The $10.9bn deal was designed to expand Vodafone’s presence within India and initially, all seemed to be going well. Indeed, India’s Supreme Court ruled that the group had no capital gains tax liability to pay back during 2014.
However, after this ruling, Indian policy makers pushed through a bill retroactively changing the tax law. In addition, the new law allowed the reopening of closed cases, including the one against Vodafone.
Changing of the guard
Many companies had hoped that India’s new government, led by Prime Minister Narendra Modi, which has given priority to kick-starting India’s economy, would have repelled the retrospective tax law.

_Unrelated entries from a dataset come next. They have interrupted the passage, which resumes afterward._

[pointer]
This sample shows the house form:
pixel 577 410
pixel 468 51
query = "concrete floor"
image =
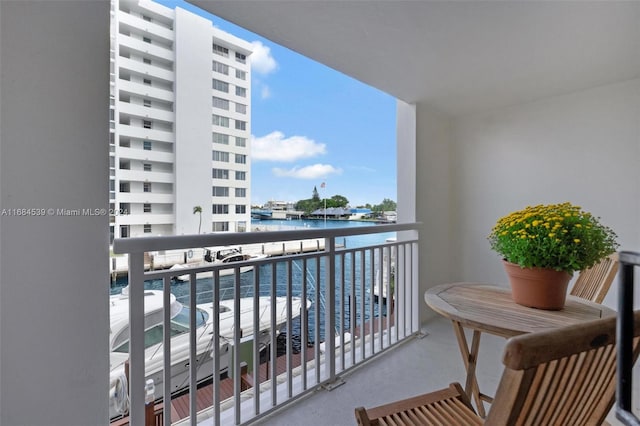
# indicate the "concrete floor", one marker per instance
pixel 417 366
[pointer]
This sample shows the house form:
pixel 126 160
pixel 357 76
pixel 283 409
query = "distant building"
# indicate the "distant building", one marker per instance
pixel 279 205
pixel 180 123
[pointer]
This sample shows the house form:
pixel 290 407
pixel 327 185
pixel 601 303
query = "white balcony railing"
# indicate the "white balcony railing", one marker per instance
pixel 343 323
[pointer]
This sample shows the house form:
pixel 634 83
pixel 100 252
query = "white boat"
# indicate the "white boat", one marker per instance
pixel 154 364
pixel 226 256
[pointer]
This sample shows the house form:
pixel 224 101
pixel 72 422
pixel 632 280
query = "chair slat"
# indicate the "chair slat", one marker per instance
pixel 593 284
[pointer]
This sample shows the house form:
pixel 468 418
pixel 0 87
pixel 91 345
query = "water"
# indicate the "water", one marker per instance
pixel 204 286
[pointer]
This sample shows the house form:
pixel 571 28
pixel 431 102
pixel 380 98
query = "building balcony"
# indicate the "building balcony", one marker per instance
pixel 134 23
pixel 144 90
pixel 145 48
pixel 382 356
pixel 144 69
pixel 145 155
pixel 337 282
pixel 145 197
pixel 147 134
pixel 142 176
pixel 145 218
pixel 145 112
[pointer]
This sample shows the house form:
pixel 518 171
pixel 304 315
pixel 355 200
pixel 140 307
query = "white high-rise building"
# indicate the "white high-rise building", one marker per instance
pixel 181 114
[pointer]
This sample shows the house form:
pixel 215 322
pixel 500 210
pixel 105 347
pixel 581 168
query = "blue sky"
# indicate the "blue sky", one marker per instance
pixel 311 124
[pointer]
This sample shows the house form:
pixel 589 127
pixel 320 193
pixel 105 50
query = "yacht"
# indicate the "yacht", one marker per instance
pixel 179 313
pixel 226 256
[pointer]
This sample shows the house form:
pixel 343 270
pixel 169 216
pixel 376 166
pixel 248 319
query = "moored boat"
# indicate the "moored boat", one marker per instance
pixel 154 362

Nevertheless, a speedy resolution does not appear to be on the cards. When the new government unveiled its maiden budget, finance minister Arun Jaitley gave no indication that the government would be changing its position on the matter. Further, the minister affirmed New Delhi’s right to pass retrospective legislation, opening the door to further retrospective tax laws.
Mr Modi himself has weighed in on the matter, stating that the long running battle should reach its “logical conclusion” as soon as possible. So, Vodafone has decided to seek international arbitration in the dispute.
Unfortunately, this dispute risks damaging Vodafone’s reputation within India, a country key to the company’s growth, which could be a costly mistake.
What’s more, whatever the outcome of this dispute, Vodafone is facing hefty legal bills, or a hefty tax charge. As Vodafone is currently struggling to turn its fortunes around, this costly dispute comes at a bad time.